La denuncia di Berlusconi: «C'è la tassa sulle macerie»

Il governo dimentica l'esenzione per chi eredita una casa distrutta dal sisma. L'ex premier: «Io la cancellai»

«La sinistra tassa pure le macerie, sembra un macabro scherzo». Silvio Berlusconi prende carta e penna e scrive al Quotidiano Nazionale commentando la clamorosa dimenticanza del governo che nella manovra correttiva non ha previsto l'esenzione per i terremotati, con il risultato che i parenti delle vittime sono costretti a pagare la tassa di successione per le case distrutte, a cui si aggiungerà anche quella per smaltire le macerie ereditate.

Uno schiaffo per decine di persone coinvolte in quella tragedia che suscita l'indignazione del presidente di Forza Italia. «Il confronto fra tutto quello che ha fatto il nostro governo in Abruzzo e quello che stanno facendo i governi del Pd con i terremotati dell'Italia centrale è davvero impietoso. Ma quando ho appreso della mancata esenzione dell'imposta di successione ho pensato a un macabro scherzo. L'idea che gli eredi delle persone scomparse nel crollo delle loro case debbano pagare l'imposta di successione per ereditare le rovine di quelle stesse case è talmente assurda da rasentare l'incredibile».

Berlusconi, parlando anche con Tgcom24, sottolinea come il suo governo abbia gestito in modo del tutto differente l'emergenza terremotati dopo il sisma de L'Aquila del 2009: «Ovviamente noi - continua Berlusconi - avevamo abolito del tutto questa imposta. Ci è sempre apparso come immorale e inaccettabile il fatto che lo Stato metta le proprie mani anche su quel gruzzolo, grande o piccolo che sia, che un padre e una madre hanno messo da parte con una vita di lavoro, di sacrifici, di risparmi e che intendono lasciare ai propri figli e ai propri nipoti. Ma per i terremotati per un anno e mezzo avevamo sospeso ogni prelievo fiscale e contributivo, con una cancellazione definitiva del 60% del prelievo e questo grazie a una norma inserita nella nostra ultima legge finanziaria, pochi giorni prima che un vero e proprio colpo di Stato, ci costringesse alle dimissioni del governo. Avevamo anche lavorato per dare un tetto stabile, sicuro, confortevole a chi aveva perso la casa e per avviare la ricostruzione. Quella stessa ricostruzione che i successivi governi della sinistra hanno lasciato impantanare. Quanto accade oggi nell'Italia colpita dal terremoto, è dolorosamente evidente».

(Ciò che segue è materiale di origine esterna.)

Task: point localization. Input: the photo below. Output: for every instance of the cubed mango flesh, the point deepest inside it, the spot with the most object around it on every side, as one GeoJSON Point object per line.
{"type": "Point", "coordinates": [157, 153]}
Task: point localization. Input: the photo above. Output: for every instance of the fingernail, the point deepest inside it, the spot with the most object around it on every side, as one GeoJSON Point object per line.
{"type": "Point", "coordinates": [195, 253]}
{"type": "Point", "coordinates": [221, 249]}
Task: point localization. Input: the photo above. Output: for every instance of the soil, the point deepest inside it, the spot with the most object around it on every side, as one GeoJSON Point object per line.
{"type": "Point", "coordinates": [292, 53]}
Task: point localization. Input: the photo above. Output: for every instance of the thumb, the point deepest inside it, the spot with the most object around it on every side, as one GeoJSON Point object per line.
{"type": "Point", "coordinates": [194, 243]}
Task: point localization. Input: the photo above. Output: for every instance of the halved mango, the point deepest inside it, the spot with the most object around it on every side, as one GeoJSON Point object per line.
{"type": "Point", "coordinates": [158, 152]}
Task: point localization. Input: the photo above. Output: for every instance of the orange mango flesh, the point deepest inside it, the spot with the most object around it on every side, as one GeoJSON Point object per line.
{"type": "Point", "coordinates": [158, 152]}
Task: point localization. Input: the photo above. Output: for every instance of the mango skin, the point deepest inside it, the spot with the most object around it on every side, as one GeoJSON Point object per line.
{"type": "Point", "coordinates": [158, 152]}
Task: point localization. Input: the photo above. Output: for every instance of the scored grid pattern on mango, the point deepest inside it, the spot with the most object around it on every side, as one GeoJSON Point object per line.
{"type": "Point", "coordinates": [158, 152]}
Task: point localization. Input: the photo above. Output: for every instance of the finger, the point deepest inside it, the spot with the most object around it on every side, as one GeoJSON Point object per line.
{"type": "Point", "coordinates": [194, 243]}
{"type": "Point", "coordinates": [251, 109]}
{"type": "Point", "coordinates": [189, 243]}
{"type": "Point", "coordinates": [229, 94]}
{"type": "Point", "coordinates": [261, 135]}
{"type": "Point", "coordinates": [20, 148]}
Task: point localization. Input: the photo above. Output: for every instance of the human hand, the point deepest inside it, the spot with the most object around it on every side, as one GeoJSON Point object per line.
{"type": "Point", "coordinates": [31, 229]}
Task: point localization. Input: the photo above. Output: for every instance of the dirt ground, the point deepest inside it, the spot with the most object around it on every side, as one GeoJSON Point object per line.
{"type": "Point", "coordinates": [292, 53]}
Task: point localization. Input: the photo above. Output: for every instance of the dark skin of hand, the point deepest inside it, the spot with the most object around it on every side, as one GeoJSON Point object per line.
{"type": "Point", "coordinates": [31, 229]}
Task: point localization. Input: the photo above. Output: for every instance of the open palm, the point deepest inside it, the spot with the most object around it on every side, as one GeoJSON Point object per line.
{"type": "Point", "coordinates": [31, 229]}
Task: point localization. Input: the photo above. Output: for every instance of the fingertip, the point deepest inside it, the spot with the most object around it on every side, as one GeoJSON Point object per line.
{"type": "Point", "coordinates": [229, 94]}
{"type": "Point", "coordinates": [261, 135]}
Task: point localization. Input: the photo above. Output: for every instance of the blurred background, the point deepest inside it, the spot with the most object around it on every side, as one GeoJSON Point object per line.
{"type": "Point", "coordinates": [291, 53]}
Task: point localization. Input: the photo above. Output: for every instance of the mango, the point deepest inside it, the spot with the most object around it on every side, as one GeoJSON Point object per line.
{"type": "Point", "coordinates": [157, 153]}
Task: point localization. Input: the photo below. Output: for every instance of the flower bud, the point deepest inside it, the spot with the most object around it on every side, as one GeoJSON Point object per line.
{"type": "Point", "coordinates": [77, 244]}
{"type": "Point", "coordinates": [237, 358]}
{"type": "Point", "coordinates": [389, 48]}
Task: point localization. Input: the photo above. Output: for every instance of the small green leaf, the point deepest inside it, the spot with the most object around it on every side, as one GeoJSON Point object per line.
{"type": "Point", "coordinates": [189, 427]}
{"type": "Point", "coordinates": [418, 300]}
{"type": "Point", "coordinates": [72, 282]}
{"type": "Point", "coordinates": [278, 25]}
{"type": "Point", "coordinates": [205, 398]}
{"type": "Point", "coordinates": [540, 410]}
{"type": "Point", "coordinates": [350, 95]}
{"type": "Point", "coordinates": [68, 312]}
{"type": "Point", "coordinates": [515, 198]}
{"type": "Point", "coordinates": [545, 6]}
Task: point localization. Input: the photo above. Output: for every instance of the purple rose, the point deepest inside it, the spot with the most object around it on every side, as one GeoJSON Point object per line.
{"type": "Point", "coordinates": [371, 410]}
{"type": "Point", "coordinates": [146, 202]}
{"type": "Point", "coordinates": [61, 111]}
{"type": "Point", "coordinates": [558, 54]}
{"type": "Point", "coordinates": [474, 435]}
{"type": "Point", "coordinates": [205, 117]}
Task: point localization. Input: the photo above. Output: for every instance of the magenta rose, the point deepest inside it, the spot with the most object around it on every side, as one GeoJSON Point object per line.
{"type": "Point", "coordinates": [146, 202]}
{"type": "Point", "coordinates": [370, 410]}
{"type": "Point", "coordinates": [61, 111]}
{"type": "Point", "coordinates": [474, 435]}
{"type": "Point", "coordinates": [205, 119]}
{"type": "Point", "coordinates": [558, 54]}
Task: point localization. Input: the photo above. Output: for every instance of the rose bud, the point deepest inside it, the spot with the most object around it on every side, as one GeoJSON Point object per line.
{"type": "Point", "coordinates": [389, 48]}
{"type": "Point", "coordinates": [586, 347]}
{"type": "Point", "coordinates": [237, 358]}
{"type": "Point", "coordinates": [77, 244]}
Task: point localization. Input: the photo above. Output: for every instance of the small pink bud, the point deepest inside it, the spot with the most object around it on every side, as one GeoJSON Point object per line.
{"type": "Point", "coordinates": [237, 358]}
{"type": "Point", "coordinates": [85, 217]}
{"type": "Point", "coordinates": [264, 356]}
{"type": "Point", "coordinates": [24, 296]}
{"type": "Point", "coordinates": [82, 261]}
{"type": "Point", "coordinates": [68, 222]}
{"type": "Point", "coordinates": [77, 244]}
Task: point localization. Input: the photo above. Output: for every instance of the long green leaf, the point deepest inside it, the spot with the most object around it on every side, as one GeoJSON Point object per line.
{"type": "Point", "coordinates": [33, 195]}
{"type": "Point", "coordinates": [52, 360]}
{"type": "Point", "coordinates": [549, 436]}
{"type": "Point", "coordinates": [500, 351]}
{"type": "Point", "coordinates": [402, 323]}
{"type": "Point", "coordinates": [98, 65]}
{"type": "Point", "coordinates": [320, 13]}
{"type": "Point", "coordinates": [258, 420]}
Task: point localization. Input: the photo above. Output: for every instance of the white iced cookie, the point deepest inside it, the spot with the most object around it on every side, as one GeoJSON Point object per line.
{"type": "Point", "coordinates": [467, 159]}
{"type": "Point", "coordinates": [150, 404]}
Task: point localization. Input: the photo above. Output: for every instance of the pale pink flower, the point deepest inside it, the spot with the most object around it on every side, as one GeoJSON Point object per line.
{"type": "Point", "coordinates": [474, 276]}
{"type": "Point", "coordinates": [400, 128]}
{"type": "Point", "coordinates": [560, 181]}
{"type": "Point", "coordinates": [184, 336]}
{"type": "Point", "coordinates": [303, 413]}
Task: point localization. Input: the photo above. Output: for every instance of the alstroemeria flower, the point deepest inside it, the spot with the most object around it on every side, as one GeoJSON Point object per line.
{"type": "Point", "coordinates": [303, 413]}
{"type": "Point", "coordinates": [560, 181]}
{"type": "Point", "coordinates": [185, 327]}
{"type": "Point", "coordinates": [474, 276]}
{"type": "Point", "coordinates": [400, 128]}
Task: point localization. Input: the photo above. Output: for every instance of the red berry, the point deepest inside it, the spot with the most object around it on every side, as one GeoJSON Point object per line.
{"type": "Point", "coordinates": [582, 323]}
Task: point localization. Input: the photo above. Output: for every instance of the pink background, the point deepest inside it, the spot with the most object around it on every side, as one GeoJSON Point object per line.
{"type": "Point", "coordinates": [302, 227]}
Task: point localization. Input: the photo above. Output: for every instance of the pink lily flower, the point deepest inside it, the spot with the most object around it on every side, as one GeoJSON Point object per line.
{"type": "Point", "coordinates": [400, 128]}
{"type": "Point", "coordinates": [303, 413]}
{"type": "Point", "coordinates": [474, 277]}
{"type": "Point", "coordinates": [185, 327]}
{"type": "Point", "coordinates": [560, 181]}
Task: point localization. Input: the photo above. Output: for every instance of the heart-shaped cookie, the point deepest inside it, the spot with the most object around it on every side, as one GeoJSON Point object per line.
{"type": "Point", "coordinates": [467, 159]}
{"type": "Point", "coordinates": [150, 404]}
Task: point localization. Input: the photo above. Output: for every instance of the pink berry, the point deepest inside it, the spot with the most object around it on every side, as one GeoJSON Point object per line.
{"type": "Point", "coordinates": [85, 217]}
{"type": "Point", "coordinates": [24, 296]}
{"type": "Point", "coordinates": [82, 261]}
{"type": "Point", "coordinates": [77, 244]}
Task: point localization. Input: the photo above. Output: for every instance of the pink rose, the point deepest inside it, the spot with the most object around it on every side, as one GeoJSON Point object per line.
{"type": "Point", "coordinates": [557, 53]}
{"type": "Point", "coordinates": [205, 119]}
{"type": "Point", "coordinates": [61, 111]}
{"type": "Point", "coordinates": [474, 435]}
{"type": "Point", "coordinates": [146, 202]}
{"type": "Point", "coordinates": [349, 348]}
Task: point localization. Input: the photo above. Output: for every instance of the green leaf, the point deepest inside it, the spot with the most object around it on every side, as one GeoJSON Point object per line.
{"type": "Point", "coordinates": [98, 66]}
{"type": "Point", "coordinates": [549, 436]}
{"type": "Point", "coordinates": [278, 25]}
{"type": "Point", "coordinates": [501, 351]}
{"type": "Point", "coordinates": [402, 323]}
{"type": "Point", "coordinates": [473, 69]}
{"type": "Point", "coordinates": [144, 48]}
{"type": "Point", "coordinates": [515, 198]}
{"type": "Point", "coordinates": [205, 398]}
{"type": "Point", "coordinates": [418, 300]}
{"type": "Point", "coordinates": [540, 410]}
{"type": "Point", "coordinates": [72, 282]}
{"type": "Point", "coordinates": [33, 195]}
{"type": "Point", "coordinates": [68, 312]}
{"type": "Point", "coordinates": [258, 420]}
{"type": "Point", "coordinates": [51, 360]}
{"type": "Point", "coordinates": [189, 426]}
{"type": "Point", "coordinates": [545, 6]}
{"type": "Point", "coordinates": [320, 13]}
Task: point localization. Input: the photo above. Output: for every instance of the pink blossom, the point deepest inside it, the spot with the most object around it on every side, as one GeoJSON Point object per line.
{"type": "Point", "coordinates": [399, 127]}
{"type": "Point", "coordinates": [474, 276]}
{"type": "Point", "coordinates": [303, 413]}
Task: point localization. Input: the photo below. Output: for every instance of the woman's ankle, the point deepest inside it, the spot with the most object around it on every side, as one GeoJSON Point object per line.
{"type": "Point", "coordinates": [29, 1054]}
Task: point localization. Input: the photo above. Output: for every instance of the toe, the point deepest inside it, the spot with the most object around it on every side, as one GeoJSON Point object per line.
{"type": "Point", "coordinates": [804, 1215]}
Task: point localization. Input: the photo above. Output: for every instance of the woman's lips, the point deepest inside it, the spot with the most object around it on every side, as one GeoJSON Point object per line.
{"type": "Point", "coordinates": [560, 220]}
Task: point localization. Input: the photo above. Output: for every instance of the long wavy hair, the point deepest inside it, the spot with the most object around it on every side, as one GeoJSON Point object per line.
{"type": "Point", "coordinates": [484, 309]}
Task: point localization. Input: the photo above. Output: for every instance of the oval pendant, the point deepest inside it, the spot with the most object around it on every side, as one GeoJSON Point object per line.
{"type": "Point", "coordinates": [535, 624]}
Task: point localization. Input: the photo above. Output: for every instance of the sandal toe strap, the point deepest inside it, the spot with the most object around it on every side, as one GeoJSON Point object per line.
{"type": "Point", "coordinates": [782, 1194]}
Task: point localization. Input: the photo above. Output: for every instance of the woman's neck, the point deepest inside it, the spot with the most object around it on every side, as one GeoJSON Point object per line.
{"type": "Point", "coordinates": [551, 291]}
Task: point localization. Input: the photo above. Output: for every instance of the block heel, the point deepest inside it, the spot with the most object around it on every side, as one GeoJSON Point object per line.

Berlusconi si sofferma anche sul secondo turno delle amministrative. «Ai ballottaggi il centrodestra si aggiudicherà più città della sinistra. Gli italiani hanno cominciato a capire che i nostri Comuni sono gestiti meglio di quelli della sinistra e hanno meno tasse». Al di là delle dichiarazioni ufficiali, c'è un altro elemento che il presidente di Forza Italia, analizzando i dati delle Amministrative, ha notato: la diminuzione delle schede nulle laddove sono presenti i «difensori del voto» di Forza Italia. Una circostanza che lo sta convincendo a rafforzare il lavoro. Inoltre il Cavaliere continua a lavorare sul programma e studia il modello di Israele come «Start Up Nation», ovvero come Paese guida per l'innovazione e la tecnologia. In questo senso, per rilanciare l'Italia che produce e innova, Berlusconi pensa a un piano di defiscalizzazione triennale per aiutare a creare un ponte tra ricerca di base e innovazione industriale. L'idea di fondo è creare strutture che agiscano come incubatori di impresa, posizionate probabilmente in buona parte nel Meridione d'Italia, così da offrire sostegno e opportunità a quelle Pmi, vanto del nostro Paese ma oggi in palese difficoltà.